El paso final de la tecnología es la producción, a escala de laboratorio y, posteriormente, a escala industrial, una fase que la empresa aún no ha alcanzado. De cualquier modo. Lourenzoni explica que ese proceso se divide en dos etapas: la primera consistente en la producción propiamente dicha en fermentadores, y la segunda, denominada downstream, que es la de la separación y purificación de la enzima.

Las bases de la transformación
La biotecnología inicialmente fue desarrollada en la tesis doctoral de Roberto Ruller, dirigida por el profesor Richard John Ward, del Departamento de Química de la FFCLRP. Al finalizar su propio doctorado, Lourenzoni trabajó en una empresa de base tecnológica, en la cual fue ubicado por Ward, quien quería saber si esa empresa se interesaría por la tecnología. Como el enfoque de ella era la tecnología de la información, la idea no fue aceptada. “Entonces, en 2006, decidimos fundar otra firma para transformar la investigación realizada por Ruller y Ward en tecnología”, relata Lourenzoni.

En aquella época, Verdartis participó en concursos de planes de negocios organizados por Supera, la Incubadora de Empresas de Base Tecnológica, creada en 2003, mediante una cooperación entre la USP, la Fundación Instituto Polo Avanzado en Salud (Fipase), la Municipalidad de Ribeirão Preto y el Sebrae. “Ganamos el concurso en 2007, y uno de los premios fue el derecho a contar con una oficina en la incubadora, que era muy pequeña y su espacio, muy disputado”, recuerda el director de Verdartis. “De esa manera, la empresa se creó en junio de ese mismo año, cuando solicitamos un proyecto Pipe, del cual fui coordinador”.

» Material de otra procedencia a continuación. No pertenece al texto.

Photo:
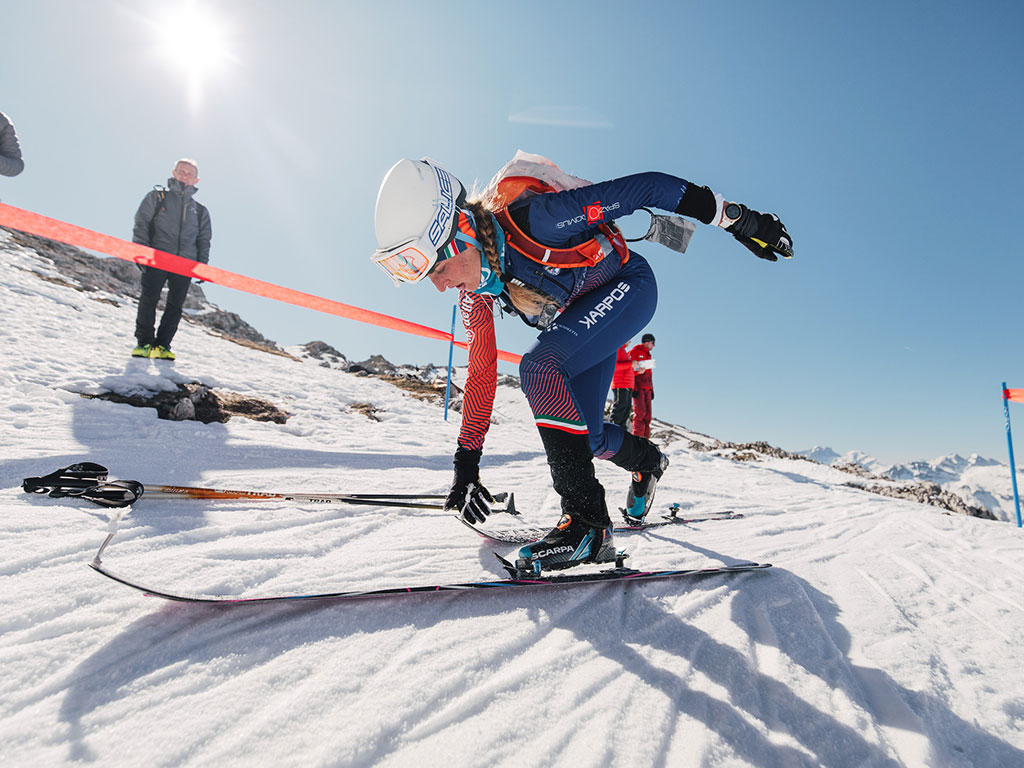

La financiación de la FAPESP hizo posible que la empresa avanzara en el desarrollo de tecnologías a partir de lo que se transfirió desde el laboratorio de Ward. Le siguieron otros proyectos aprobados por el Pipe. El segundo, aprobado en 2009, fue para el desarrollo del biproceso para la producción de enzimas. Todavía en ese mismo año, Verdartis contó con un tercer proyecto aprobado en la FAPESP, en esta ocasión, un Pipe para la creación del software como auxiliar para el desarrollo de catalizadores in silico (en computadora). La empresa también recibe recursos de la Financiadora de Estudios y Proyectos (Finep) y de dos socios particulares.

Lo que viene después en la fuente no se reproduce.